The Apps on the BioData Catalyst powered by Seven Bridges platform allow you to easily scale up cloud computing to running analyses on all chromosomes genome-wide and with larger samples. Use the `VCF to GDS Converter` app to convert the example 1000 Genomes files into GDS files. The steps to perform this analysis are as follows:

- Copy the app to your project if it is not already there:
  - Click: Public Resources > Workflows and Tools > Browse
  - Search for `VCF to GDS Converter`
  - Click: Copy > Select your project > Copy
- Run the analysis in your project:
  - Click: Apps > `VCF to GDS Converter` > Run
  - Specify the Inputs:
    - Variants Files: `1KG_phase3_GRCh38_subset_chr<CHR>.vcf.gz` (select all 22 chromosomes)
  - Specify the App Settings:
    - check GDS: No
  - Click: Run
  
The analysis will take several minutes to run. You can find your analysis in the Tasks menu of your Project. Use the "View stats & logs" button to check on the status of your tasks. Click on the bar that says "vcf2gds", click "View Logs", and click one of the "vcf2gds" folders (there's one per chromosome).

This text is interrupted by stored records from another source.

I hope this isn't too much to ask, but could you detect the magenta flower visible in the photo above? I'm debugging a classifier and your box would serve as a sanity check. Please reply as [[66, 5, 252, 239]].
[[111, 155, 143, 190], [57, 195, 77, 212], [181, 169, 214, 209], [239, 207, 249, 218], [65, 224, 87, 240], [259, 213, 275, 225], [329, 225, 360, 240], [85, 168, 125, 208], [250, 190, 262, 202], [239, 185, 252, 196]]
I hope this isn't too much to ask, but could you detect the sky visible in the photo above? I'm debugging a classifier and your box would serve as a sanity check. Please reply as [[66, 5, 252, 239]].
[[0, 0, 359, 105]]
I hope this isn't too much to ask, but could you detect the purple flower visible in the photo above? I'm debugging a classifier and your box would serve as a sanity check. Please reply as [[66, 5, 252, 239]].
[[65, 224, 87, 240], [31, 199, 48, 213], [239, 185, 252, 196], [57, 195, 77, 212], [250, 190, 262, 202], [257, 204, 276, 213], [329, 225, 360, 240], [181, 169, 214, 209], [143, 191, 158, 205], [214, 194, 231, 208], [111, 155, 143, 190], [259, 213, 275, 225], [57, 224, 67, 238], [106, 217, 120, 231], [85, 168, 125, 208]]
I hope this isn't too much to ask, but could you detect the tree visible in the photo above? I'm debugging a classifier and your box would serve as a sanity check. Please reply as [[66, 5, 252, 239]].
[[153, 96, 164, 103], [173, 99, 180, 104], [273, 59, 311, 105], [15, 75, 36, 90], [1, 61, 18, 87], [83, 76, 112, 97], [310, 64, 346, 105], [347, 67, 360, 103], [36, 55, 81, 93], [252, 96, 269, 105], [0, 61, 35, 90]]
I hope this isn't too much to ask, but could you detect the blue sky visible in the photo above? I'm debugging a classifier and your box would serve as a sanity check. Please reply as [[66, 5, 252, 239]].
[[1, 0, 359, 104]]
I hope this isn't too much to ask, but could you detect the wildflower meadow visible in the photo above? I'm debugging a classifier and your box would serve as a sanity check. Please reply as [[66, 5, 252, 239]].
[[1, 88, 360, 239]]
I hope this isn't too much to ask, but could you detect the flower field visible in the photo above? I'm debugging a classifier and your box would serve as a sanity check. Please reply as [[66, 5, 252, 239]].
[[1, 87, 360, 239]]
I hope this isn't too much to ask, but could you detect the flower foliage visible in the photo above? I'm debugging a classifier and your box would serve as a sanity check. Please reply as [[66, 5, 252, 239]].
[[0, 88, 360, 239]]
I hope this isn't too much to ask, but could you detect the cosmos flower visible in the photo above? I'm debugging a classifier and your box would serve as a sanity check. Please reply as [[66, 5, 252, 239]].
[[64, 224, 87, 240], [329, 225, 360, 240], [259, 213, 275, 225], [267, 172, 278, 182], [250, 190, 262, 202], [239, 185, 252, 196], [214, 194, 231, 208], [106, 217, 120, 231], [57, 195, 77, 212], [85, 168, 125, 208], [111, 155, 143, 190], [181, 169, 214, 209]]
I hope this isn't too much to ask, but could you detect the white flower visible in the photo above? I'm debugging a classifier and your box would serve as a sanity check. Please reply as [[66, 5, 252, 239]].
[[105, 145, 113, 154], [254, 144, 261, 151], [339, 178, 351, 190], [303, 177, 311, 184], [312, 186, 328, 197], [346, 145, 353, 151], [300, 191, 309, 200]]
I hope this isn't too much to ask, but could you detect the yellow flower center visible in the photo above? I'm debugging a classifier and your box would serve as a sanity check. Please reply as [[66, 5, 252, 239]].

In here you can see detailed logs of the job; take a look at the `job.out.log` and `job.err.log` -- these can be useful for debugging issues. 

The output of this analysis will be a set of 22 GDS files, one per chromosome. 

You can find the expected output of this analysis by looking at the existing task `01 Convert VCF to GDS` in the Tasks menu of your Project.